1. Magill SS, Edwards JR, Bamberg W, et al; Emerging Infections Program Healthcare-Associated Infections and Antimicrobial Use Prevalence Survey Team. Multistate point-prevalence survey of health care-associated infections. N Engl J Med. 2014;370(13):1198–1208. 2. Romanò CL, Malizos K, Capuano N, et al. Does an antibiotic-loaded hydrogel coating reduce early post-surgical infection after joint arthroplasty? J Bone Jt Infect. 2016;1:34–41. 3. Khan SK, Malviya A, Muller SD, et al. Reduced short-term complications and mortality following Enhanced Recovery primary hip and knee arthroplasty: results from 6,000 consecutive procedures [published online ahead of print December 20, 2013]. Acta Orthop. 2014;85(1):26–31. 4. Ibrahim MS, Khan MA, Nizam I, Haddad FS. Peri-operative interventions producing better functional outcomes and enhanced recovery following total hip and knee arthroplasty: an evidence-based review. BMC Med. 2013;11:37. 5. Sun XL, Zhao ZH, Ma JX, et al. Continuous local infiltration analgesia for pain control after total knee arthroplasty: a meta-analysis of randomized controlled trials.
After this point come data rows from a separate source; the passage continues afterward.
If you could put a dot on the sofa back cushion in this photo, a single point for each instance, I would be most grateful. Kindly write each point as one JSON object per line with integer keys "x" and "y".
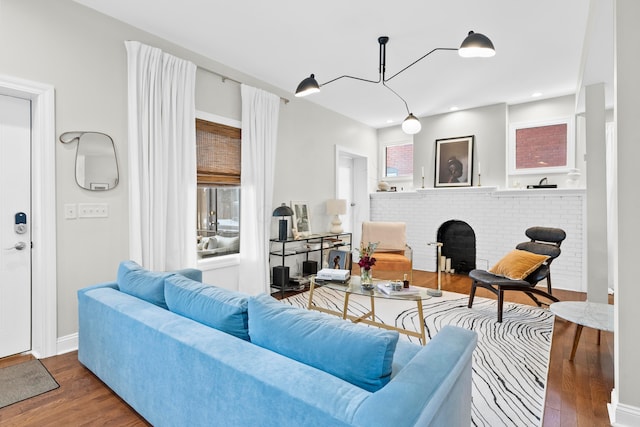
{"x": 142, "y": 283}
{"x": 355, "y": 353}
{"x": 218, "y": 308}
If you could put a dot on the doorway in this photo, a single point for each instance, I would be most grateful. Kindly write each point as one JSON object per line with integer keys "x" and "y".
{"x": 43, "y": 208}
{"x": 351, "y": 185}
{"x": 15, "y": 224}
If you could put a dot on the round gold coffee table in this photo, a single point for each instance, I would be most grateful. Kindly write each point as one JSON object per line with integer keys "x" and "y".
{"x": 352, "y": 286}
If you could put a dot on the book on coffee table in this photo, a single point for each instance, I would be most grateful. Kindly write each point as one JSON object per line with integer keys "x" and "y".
{"x": 387, "y": 289}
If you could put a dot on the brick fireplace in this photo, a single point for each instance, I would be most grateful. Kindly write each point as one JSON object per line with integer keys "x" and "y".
{"x": 497, "y": 218}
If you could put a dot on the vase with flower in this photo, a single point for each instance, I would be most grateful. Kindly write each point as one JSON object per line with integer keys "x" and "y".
{"x": 366, "y": 262}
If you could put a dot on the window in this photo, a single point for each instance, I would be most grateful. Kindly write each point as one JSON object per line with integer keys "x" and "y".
{"x": 398, "y": 160}
{"x": 218, "y": 199}
{"x": 541, "y": 147}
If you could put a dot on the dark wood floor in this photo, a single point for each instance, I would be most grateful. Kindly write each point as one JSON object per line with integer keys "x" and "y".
{"x": 577, "y": 392}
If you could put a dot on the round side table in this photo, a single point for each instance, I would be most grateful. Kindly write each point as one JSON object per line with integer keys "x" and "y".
{"x": 583, "y": 313}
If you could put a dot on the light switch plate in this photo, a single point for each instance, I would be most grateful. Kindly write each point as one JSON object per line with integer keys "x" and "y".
{"x": 93, "y": 210}
{"x": 70, "y": 211}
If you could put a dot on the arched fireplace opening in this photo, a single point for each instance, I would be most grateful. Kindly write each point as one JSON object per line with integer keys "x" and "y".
{"x": 458, "y": 243}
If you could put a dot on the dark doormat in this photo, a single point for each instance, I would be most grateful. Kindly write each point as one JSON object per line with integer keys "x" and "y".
{"x": 23, "y": 381}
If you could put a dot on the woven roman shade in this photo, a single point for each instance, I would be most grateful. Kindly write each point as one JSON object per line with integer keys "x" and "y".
{"x": 218, "y": 153}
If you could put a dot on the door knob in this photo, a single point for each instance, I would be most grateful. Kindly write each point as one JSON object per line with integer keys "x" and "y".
{"x": 18, "y": 246}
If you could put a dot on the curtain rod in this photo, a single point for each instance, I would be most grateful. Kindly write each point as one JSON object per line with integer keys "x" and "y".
{"x": 225, "y": 78}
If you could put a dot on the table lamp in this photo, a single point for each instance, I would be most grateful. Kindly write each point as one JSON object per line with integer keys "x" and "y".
{"x": 283, "y": 211}
{"x": 437, "y": 292}
{"x": 336, "y": 207}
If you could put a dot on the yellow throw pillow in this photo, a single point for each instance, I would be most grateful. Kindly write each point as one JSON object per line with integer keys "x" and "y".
{"x": 518, "y": 264}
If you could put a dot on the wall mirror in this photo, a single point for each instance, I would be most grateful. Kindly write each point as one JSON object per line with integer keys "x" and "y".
{"x": 96, "y": 163}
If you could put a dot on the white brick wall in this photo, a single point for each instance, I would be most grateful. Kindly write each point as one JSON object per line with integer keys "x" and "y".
{"x": 498, "y": 218}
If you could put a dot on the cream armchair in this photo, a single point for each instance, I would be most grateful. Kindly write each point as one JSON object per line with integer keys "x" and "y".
{"x": 392, "y": 253}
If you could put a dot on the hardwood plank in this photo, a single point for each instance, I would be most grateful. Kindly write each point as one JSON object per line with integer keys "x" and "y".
{"x": 577, "y": 392}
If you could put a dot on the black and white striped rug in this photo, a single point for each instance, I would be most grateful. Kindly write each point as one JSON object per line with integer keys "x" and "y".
{"x": 510, "y": 363}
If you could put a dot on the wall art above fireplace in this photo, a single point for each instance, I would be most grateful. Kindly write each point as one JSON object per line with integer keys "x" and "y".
{"x": 454, "y": 162}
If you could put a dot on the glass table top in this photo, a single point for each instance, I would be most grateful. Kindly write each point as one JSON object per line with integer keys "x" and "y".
{"x": 381, "y": 289}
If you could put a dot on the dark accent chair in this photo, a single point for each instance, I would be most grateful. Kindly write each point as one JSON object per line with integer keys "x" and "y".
{"x": 544, "y": 241}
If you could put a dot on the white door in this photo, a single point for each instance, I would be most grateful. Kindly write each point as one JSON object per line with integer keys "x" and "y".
{"x": 15, "y": 229}
{"x": 351, "y": 184}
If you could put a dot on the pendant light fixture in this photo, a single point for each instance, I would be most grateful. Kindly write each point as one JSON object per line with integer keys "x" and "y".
{"x": 475, "y": 45}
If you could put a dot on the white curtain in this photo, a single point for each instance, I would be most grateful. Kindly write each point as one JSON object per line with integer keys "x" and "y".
{"x": 260, "y": 112}
{"x": 162, "y": 159}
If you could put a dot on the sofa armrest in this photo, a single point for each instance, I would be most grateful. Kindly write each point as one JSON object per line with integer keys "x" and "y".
{"x": 434, "y": 388}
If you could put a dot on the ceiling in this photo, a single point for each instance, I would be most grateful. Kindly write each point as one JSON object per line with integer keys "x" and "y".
{"x": 548, "y": 47}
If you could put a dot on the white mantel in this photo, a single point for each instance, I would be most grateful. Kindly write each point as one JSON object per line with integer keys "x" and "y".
{"x": 498, "y": 218}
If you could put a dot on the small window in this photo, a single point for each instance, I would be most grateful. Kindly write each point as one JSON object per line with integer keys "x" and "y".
{"x": 398, "y": 160}
{"x": 218, "y": 199}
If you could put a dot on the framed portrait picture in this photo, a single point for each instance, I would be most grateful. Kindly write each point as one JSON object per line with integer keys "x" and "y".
{"x": 542, "y": 147}
{"x": 301, "y": 219}
{"x": 339, "y": 259}
{"x": 454, "y": 162}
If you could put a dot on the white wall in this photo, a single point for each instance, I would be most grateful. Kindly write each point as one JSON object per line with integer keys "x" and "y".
{"x": 82, "y": 54}
{"x": 626, "y": 396}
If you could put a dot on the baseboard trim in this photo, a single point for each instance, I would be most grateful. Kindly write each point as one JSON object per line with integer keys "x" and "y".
{"x": 622, "y": 415}
{"x": 67, "y": 343}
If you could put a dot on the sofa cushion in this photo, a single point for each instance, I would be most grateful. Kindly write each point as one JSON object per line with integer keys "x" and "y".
{"x": 518, "y": 264}
{"x": 218, "y": 308}
{"x": 142, "y": 283}
{"x": 355, "y": 353}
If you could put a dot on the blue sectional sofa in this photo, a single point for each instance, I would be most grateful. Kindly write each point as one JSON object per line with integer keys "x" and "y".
{"x": 182, "y": 353}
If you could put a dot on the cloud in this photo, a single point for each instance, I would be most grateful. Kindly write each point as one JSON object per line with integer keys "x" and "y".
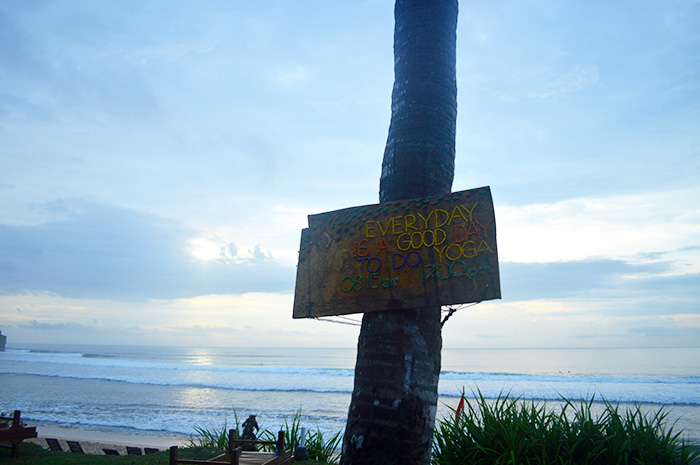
{"x": 111, "y": 252}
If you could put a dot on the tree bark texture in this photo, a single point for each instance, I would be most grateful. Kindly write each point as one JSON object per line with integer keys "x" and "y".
{"x": 394, "y": 400}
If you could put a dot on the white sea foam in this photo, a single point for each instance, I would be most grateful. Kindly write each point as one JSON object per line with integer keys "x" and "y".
{"x": 175, "y": 389}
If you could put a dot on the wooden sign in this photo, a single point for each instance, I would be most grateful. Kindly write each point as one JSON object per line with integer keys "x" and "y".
{"x": 432, "y": 251}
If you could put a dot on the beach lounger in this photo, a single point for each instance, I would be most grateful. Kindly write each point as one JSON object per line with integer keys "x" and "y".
{"x": 133, "y": 450}
{"x": 54, "y": 444}
{"x": 75, "y": 447}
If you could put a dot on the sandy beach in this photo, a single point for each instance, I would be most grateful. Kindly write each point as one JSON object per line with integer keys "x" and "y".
{"x": 93, "y": 442}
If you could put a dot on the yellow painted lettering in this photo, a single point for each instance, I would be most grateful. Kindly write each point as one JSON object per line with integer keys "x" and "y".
{"x": 456, "y": 212}
{"x": 439, "y": 251}
{"x": 470, "y": 211}
{"x": 396, "y": 223}
{"x": 446, "y": 216}
{"x": 410, "y": 221}
{"x": 369, "y": 229}
{"x": 384, "y": 230}
{"x": 403, "y": 242}
{"x": 425, "y": 220}
{"x": 483, "y": 247}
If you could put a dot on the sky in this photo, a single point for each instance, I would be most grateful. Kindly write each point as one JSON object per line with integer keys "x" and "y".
{"x": 158, "y": 161}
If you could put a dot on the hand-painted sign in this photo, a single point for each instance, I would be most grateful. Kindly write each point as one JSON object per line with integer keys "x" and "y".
{"x": 438, "y": 250}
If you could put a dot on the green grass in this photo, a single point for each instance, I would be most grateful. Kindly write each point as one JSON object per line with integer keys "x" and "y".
{"x": 510, "y": 432}
{"x": 32, "y": 454}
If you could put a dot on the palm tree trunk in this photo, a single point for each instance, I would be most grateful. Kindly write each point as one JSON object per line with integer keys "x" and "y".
{"x": 394, "y": 400}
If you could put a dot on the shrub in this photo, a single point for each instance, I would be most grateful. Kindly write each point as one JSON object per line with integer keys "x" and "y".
{"x": 511, "y": 431}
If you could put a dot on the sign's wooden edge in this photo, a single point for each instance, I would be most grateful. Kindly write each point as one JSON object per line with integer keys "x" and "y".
{"x": 305, "y": 307}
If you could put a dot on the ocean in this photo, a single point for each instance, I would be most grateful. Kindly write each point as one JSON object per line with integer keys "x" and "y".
{"x": 142, "y": 390}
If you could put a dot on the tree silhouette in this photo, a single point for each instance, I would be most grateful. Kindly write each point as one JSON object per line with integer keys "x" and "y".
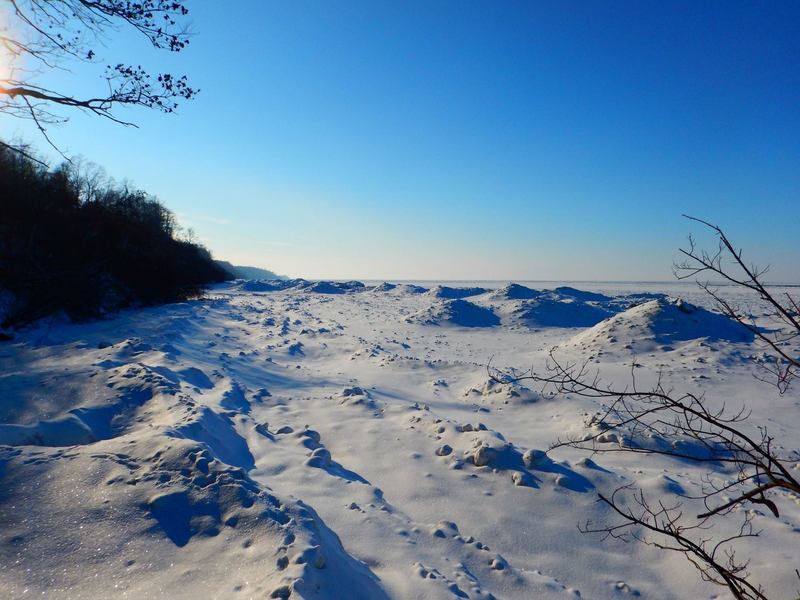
{"x": 45, "y": 35}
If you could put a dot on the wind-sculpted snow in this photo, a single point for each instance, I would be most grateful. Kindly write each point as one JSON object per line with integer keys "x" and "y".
{"x": 663, "y": 323}
{"x": 456, "y": 312}
{"x": 298, "y": 439}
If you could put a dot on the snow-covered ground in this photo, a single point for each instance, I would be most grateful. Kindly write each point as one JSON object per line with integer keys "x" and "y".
{"x": 345, "y": 441}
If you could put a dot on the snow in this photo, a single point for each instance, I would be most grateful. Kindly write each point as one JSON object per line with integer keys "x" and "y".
{"x": 333, "y": 440}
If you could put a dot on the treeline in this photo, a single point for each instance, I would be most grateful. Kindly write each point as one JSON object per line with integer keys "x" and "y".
{"x": 72, "y": 240}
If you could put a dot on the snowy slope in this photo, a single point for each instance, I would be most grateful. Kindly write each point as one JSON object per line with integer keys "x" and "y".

Medicine (Baltimore). 2015;94(45):e2005.  6. Sharma G, Lee SW, Atanacio O, Parvizi J, Kim TK. In search of the optimal wound dressing material following total hip and knee arthroplasty: a systematic review and meta-analysis [published online ahead of print May 11, 2017]. Int Orthop. 2017;41(7):1295–1305. 7. Grosso MJ, Berg A, LaRussa S, Murtaugh T, Trofa DP, Geller JA. Silver-impregnated occlusive dressing reduces rates of acute periprosthetic joint infection after total joint arthroplasty [published online ahead of print September 28, 2016]. J Arthroplasty. 2017;32(3):929–932.